Super Smash Bros. Ultimate
What more can I say beyond my review for Ultimate? This is a game that achieves everything it sets out to do. While I was discussing the game with Yahtzee Croshaw the week it released, he told me that he didn’t see the value of Super Smash Bros. to the broader culture of video games and that a bunch of references to other work doesn’t bring the characters or games referenced forward in a meaningful way. What amazes me about Super Smash Bros. Ultimate is the lengths it goes to recontextualize almost half a century of Japanese video game design as a singular canon. Everything from Nintendo’s earliest Pong clone consoles to Arms is envisioned as one vast ecosystem. Every game, no matter how obscure, is influencing and responding to the others. It’s easy to miss the forest for the trees beneath Ultimate’s barrage of color, light, and fan service, but there’s a vision there. A hell of a vision.
I recently participated in the making of a documentary by Sun & Flesh guitarist Matt Brewster that asked the question: can you find your favorite album when you’re an adult? The idea intrigued me immediately because it’s not restricted to music, but all art. Our formative experiences with creation — what George Carlin called “the virgin high” — are so potent that they can color every single one that comes after it. The documentarian and, from what I understand, most of the interviewees concluded that unfortunately we might be locked into those virgin highs, that even our new loves are inextricably linked to first loves that can never be superceded. I disagreed, even though I couldn’t point to something new that sat amongst my own established soul art canon. But then I played Hollow Knight. It is one of my favorite games ever made and I still can’t believe it’s Team Cherry’s first game.
Hollow Knight tweaks my most vulnerable centers. The melancholic but resolved atmosphere; playful drift between grotesque horror and lovable silliness; sense of an obscured history that can never really be understood; and a deep world to designed to lure you ever forward without ever explicitly telling you where to go.

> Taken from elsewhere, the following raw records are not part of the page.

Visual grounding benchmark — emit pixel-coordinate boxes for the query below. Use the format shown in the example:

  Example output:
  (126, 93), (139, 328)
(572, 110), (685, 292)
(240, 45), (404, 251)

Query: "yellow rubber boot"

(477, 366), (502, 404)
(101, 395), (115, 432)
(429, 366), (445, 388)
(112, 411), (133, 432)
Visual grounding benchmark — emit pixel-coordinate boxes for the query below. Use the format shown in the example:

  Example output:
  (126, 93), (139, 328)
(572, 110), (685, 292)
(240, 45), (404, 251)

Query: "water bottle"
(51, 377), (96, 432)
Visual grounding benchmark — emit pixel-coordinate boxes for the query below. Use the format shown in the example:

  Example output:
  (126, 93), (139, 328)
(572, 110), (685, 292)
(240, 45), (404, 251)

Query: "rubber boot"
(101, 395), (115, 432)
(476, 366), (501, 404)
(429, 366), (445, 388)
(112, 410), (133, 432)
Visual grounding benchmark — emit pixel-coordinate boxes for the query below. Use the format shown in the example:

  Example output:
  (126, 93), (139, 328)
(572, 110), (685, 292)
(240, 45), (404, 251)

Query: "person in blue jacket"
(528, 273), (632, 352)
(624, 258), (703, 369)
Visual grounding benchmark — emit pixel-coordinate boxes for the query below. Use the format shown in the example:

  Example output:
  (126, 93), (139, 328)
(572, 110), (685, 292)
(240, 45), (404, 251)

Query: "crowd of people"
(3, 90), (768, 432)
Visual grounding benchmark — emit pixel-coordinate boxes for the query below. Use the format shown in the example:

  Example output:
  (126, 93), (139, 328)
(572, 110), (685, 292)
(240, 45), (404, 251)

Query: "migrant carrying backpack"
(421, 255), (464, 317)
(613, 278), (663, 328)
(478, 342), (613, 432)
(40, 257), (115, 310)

It’s got it all. Those features are present in old favorites, especially the Castelvania and Metroid games that Hollow Knight echoes. But Team Cherry’s game is so much broader and so much more convincingly organic that it eclipses its inspirations almost entirely. This is not just a game; it’s a place. And I still can’t believe I got to go there.
Don’t come at me with other games or the fact that Hollow Knight was, technically, released in 2017. That original release was patched, buttoned up, and smoothed out with additional content before it hit Nintendo Switch in the middle of 2018, the platform it feels most suited for. This is the game.